FEBS Lett. 2011 Jan 3;585(1):104-10. doi: 10.1016/j.febslet.2010.11.019. Epub 2010 Nov 18.
Protein kinase CK2 (CK2), a constitutively active serine/threonine kinase, is involved in a variety of roles essential to the maintenance of cellular homeostasis. Elevated levels of CK2 expression results in the dysregulation of key signaling pathways that regulate transcription, and has been implicated in cancer. The adenosine-5'-triphosphate-competitive inhibitor CX-4945 has been reported to show broad spectrum anti-proliferative activity in multiple cancer cell lines. Although the enzymatic IC(50) of CX-4945 has been reported, the thermodynamics and structural basis of binding to CK2α remained elusive. Presented here are the crystal structures of human CK2α in complex with CX-4945 and adenylyl phosphoramidate at 2.7 and 1.3 Å, respectively. Biophysical analysis of CX-4945 binding is also described. This data provides the structural rationale for the design of more potent inhibitors against this emerging cancer target.
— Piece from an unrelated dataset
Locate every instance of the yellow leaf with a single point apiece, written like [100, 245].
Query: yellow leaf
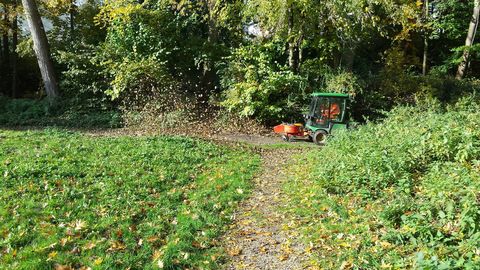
[52, 255]
[98, 261]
蛋白激酶 CK2(CK2)是一种组成性激活的丝氨酸/苏氨酸激酶,参与多种对维持细胞内稳态至关重要的作用。CK2 表达水平的升高导致调节转录的关键信号通路失调,并与癌症有关。报道称,三磷酸腺苷竞争性抑制剂 CX-4945 在多种癌细胞系中表现出广谱抗增殖活性。尽管已经报道了 CX-4945 的酶 IC(50),但与 CK2α 结合的热力学和结构基础仍不清楚。本文分别报道了人 CK2α 与 CX-4945 和腺苷酰磷酸酰胺复合物的晶体结构,分辨率分别为 2.7 和 1.3 Å。还描述了 CX-4945 结合的生物物理分析。这些数据为针对这一新兴癌症靶点设计更有效的抑制剂提供了结构依据。